Il direttore finanziario Lutz Meschke ha previsto un 2023 forte e ha affermato di non essere stato turbato dalle incertezze macro-economiche. Da notare che le consegne sono aumentate solo del 2% a poco più di 221.500 veicoli quest’anno.

Dopo la quotazione in borsa Porsche ha superato la sua ex-casa madre come casa automobilistica più valutata d’Europa (circa il 75% del capitale sociale totale di Porsche AG è ancora di proprietà di Volkswagen AG) e Oliver Blume, amministratore delegato di entrambe le società, ha detto che la quotazione ha accresciuto la libertà Porsche come azienda fornendo al contempo a Wolfsburg i fondi tanto necessari per la sua spinta all’elettrificazione.

Qualche perplessità sulle quotazioni peraltro resta: come ha fatto notare la testata finanziaria Barron’s, se si tolgono le azioni Porsche che ha “in pancia” allora Volkswagen vale €1 miliardo, rispetto ai circa €91 Porsche. Curiosa stima per un gruppo come quello della Bassa Sassonia che quest’anno dovrebbe avere un utile compreso tra €13 e €14 miliardi.

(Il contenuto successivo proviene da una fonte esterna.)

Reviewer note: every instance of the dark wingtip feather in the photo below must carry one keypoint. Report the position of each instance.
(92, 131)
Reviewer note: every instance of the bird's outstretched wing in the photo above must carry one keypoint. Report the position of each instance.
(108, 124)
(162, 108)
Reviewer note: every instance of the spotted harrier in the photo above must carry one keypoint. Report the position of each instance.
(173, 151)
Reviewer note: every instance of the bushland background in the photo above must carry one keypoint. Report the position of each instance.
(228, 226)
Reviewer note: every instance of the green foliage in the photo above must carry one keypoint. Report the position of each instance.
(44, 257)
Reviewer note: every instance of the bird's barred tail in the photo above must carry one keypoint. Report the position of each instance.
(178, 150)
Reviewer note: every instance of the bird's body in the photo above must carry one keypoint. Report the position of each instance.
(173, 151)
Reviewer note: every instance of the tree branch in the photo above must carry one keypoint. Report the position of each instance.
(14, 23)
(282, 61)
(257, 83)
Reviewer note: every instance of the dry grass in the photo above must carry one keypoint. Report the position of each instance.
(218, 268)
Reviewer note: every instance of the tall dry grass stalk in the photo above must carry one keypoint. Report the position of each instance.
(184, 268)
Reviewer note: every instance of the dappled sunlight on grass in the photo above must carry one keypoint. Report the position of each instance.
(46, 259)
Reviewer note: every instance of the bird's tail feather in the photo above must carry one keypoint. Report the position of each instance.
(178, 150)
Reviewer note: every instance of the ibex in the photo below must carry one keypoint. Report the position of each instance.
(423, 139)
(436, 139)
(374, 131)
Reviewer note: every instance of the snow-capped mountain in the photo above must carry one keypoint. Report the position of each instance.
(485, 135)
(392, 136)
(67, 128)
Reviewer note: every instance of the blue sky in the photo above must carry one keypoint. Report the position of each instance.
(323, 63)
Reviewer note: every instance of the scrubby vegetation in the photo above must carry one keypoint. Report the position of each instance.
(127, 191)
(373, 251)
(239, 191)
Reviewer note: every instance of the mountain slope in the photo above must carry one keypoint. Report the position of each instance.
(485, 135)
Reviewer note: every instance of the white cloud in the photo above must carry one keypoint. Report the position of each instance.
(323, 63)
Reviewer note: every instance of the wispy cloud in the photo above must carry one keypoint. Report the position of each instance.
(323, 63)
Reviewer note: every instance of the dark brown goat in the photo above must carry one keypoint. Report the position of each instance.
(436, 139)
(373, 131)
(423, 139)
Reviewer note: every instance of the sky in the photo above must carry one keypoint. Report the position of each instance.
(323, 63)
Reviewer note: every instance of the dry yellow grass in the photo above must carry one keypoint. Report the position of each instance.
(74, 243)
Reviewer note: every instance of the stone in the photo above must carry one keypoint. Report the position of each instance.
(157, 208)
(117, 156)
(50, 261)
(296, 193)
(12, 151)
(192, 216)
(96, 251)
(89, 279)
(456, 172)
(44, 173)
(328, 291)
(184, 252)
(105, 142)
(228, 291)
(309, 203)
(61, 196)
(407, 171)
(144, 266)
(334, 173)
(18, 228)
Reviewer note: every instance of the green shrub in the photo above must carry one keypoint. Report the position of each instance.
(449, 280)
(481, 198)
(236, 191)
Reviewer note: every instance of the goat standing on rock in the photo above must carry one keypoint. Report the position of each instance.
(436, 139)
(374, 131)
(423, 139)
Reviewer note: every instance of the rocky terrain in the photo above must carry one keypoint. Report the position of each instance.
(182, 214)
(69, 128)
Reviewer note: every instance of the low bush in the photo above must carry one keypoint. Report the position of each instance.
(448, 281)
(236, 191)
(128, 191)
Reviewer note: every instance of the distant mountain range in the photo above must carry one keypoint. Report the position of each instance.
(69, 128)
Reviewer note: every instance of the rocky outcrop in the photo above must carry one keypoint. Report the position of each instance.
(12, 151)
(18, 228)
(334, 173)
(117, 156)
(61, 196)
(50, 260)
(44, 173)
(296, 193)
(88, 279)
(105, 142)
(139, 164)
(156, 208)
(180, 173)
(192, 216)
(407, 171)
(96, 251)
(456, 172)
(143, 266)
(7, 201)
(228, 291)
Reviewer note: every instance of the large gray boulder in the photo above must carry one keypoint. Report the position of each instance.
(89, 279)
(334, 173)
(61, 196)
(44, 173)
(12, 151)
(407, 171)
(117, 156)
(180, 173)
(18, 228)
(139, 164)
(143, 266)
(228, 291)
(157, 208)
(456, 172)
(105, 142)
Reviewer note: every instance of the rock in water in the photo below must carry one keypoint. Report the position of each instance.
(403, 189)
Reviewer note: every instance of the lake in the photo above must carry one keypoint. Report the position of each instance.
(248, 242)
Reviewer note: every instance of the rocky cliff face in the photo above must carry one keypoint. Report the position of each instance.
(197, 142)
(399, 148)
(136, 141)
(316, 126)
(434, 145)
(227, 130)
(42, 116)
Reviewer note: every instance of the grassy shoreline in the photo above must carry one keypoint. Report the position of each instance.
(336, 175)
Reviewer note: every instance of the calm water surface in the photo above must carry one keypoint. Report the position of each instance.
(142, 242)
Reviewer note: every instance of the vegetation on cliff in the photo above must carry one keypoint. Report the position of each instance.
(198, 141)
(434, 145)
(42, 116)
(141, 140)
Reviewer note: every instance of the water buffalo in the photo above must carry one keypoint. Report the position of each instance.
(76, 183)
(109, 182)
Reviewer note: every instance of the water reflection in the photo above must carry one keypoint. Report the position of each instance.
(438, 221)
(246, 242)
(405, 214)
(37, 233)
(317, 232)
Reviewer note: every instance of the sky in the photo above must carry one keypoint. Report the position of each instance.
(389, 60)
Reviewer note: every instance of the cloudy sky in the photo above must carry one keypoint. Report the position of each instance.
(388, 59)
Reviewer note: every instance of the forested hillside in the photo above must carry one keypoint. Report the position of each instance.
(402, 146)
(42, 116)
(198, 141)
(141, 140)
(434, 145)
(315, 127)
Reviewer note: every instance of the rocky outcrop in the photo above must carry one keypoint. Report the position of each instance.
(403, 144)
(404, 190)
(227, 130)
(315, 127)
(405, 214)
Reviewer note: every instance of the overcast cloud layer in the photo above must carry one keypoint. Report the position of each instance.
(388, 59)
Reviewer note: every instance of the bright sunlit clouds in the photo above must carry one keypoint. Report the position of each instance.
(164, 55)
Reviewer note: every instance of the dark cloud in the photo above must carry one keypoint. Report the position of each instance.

Volkswagen non ha proprio i tratti di una azienda quotata 0,07 volte l’utile operativo: il titolo Porsche è scambiato a 15 volte l’utile e se si passa al lusso vero di Ferrari, che è stata accostata spesso alle società francesi di Pinault e Arnault per questa sua caratteristica, si sale a circa 30 volte l’utile atteso per il 2022. Insomma, qualche volta le analisi e stime dei mercati sono difficili da capire.

Ma anche in questo caso una certezza è che tutte queste aziende che hanno presentato i loro conti in questa settimana così affollata di trimestrali non sono state strapazzate dagli investitori per avere, tutte, pesantemente scommesso sull’auto elettrica.

E questo non è un periodo in cui a Wall Street siano improvvisamente diventati gente dal cuore tenero: Big Tech, ovvero Alphabet, Amazon, Apple, Meta e Microsoft negli stessi giorni sono scesi di €700 miliardi di capitalizzazione in 72 ore, quasi negli stessi giorni in cui le case auto e delle batterie svelavano i conti.